Les grandes familles juives qui revinrent se virent fréquemment confier par le sultan des charges importantes. En fin de XVIe siècle depuis Buda les rabbins de Salonique étaient toujours consultés pour des problèmes délicats, comme en témoignent les responsa.

 Au XVIIe siècle, la période faste, trois synagogues existaient, une achkénaze (peut-être la moitié des fidèles), une sépharade (le tiers des fidèles) et une syrienne (le reste).

À maintes reprises, des troupes chrétiennes impériales s’efforcèrent de reprendre Buda entre 1541 et 1686. L’auteur étudie en particulier le siège de 1602 car il a pu se référer à nombre de documents. Au cours de ce siège les juifs défendirent avec courage leur quartier, leurs positions. La vie de la communauté se poursuivit ensuite chez les petites gens comme chez les commerçants internationaux. L’auteur a examiné très sérieusement les documents notariaux, les registres des impositions et les responsa rabbiniques. Il cite maints cas particuliers. En 1680,  la communauté comprenait 80 chefs de famille. L’afflux de l’extérieur s’explique par la situation centrale de la ville : il était commun que des familles viennoises y envoient leurs enfants pour apprendre le turc. Puis Léopold ayant expulsé les juifs de Basse-Autriche en 1670, nombre d’entre eux s’établirent à Buda.

Mais ce havre de prospérité prit fin en 1686 lorsque les Hongrois réoccupèrent la ville. Nombre de juifs8 avaient péri pendant le siège, nombre furent faits prisonniers et transportés ailleurs et la majorité des survivants, aidés par d’autres juifs d’Europe se réinstallèrent ici ou là.
Le bruit ayant couru en Europe que les juifs s’étaient défendus côte à côte avec les Turcs, des massacres de juifs eurent lieu ici et là, jusqu’à Padoue par exemple.

Il ne subsista ensuite plus de communauté juive à Buda pendant une longue période.9
Ce très petit volume sur une histoire peu connue est d’une rare densité.

Jean Carasso
 
1 Nom de baptême qu’il prit à la naissance d’un enfant qu’il eut d’une chrétienne… mais il revint avant sa mort à la foi juive.

2 Tout donne à penser que ce nom a été déformé par les traductions successives, vers le hongrois et depuis le hongrois vers l’anglais, et qu’il s’agit du nom connu Seneor ou Senior… dont la branche la plus célèbre, celle d’Abraham se convertit au catholicisme en 1492 adoptant le nom de Coronel.

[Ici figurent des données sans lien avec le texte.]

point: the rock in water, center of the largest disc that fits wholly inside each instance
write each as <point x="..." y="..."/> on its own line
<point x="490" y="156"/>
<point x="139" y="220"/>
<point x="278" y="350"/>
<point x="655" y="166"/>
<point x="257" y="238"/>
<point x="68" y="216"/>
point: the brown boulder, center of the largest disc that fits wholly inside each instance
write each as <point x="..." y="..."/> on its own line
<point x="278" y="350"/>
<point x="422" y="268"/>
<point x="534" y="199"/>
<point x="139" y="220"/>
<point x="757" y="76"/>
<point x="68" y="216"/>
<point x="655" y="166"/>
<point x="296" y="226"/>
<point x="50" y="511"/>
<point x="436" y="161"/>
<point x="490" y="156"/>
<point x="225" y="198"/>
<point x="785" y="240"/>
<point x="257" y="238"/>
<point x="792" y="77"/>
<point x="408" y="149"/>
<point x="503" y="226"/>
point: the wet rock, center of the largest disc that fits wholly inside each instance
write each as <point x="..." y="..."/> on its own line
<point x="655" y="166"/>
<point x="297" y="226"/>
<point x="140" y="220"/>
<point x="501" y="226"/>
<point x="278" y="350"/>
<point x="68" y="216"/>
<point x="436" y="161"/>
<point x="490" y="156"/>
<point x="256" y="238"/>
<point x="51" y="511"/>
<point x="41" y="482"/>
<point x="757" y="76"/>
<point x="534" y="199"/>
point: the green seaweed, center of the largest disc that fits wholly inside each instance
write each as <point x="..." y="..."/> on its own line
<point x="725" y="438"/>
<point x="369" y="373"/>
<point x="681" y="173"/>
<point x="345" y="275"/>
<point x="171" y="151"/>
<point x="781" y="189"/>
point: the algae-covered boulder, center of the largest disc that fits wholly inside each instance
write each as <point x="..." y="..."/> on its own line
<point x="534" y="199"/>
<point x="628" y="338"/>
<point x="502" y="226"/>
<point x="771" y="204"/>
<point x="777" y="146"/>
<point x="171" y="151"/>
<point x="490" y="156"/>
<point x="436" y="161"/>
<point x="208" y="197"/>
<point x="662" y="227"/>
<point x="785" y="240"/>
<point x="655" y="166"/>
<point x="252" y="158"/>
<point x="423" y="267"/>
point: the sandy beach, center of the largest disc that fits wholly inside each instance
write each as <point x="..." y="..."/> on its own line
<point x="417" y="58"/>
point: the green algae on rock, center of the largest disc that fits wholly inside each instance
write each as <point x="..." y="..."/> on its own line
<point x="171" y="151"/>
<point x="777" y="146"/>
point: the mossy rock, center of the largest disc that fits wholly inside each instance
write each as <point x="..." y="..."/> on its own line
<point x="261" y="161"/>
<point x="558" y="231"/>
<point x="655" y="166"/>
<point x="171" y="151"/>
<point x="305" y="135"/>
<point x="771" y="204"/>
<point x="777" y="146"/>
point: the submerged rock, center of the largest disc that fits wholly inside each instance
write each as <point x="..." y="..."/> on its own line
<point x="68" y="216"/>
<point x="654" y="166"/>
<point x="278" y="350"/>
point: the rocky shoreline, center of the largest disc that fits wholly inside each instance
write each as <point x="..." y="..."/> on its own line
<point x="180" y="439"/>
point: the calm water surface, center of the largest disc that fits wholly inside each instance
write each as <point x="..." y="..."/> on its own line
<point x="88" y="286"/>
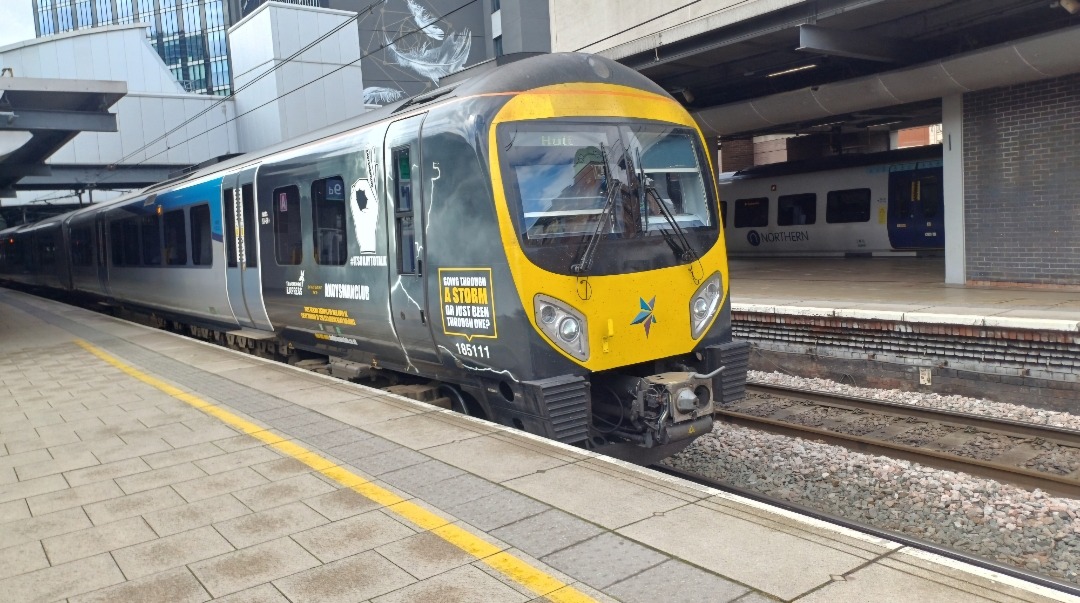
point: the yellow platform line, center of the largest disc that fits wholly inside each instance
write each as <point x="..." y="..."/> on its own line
<point x="516" y="570"/>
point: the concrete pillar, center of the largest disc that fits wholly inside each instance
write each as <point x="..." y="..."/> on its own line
<point x="953" y="150"/>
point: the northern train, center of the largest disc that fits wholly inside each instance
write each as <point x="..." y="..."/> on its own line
<point x="883" y="203"/>
<point x="540" y="243"/>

3 On ne sera pas surpris que les chiffres varient considérablement selon qu’on se réfère à des sources chrétiennes ou turques…

4 Fondateur de la dynastie qui régna sur la région de 900 à 1300 environ. La peuplade finnoise qu’il dirigeait venait de la région du Don et arriva en Moldavie pour se fixer dans la région du moyen Danube. C’est l’origine du peuple hongrois.

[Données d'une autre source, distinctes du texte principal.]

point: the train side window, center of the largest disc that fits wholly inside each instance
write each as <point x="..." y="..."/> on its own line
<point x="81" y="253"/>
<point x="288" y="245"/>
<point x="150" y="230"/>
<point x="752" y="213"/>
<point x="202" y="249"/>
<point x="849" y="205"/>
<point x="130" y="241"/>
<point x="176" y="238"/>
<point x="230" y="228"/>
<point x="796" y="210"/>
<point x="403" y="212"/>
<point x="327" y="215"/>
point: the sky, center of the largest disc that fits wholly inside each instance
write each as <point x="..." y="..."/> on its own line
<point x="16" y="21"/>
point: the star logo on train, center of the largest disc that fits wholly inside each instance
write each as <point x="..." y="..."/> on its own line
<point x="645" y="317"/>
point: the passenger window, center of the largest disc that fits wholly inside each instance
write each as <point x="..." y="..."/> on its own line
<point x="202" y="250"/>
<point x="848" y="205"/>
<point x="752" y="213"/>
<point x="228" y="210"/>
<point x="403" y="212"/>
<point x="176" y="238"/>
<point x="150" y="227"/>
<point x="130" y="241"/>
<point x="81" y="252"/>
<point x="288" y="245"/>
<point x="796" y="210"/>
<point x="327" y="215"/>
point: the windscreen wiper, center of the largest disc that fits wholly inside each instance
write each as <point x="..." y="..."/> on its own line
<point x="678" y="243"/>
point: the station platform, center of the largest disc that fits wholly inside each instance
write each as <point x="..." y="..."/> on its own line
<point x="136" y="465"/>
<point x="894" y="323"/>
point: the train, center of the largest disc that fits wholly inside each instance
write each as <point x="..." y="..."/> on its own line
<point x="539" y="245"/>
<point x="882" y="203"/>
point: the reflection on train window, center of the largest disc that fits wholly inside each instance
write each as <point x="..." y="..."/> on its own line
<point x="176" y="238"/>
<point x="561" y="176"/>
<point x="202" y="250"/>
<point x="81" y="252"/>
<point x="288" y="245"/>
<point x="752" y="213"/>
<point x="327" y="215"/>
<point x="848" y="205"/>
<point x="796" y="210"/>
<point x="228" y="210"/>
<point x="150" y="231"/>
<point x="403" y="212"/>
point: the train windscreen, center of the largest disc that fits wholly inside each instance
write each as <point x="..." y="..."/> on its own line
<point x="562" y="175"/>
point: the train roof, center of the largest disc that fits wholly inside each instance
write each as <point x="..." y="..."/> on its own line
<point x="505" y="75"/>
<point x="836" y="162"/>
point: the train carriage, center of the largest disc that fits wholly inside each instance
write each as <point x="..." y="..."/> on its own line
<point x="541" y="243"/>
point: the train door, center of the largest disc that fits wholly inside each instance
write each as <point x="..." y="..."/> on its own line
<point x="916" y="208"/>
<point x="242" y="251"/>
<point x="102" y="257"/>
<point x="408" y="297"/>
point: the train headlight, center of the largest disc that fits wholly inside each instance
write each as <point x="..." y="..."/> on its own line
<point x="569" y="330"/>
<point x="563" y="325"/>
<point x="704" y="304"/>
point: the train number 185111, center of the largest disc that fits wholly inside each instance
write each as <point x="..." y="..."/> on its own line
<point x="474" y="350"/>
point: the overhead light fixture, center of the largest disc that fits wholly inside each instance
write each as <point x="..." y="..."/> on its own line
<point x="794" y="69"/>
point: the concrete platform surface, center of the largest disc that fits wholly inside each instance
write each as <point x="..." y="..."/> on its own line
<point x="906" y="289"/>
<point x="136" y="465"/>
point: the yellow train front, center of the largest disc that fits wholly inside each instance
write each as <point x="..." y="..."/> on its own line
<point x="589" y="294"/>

5 On a connu quatre siècles plus tard de tels pillages… moins officiels…dans toute l’Europe occupée par l’Allemagne !

6 Présentement Táncsics Mihály.

7 Présentement  Víziváros.
 
8 Tout comme d’autres éléments de la population.

9 Les auteurs notent que les juifs ayant vécu jusqu’au XXe siècle à Budapest n’étaient donc pas les descendants de ceux du XVIIe siècle.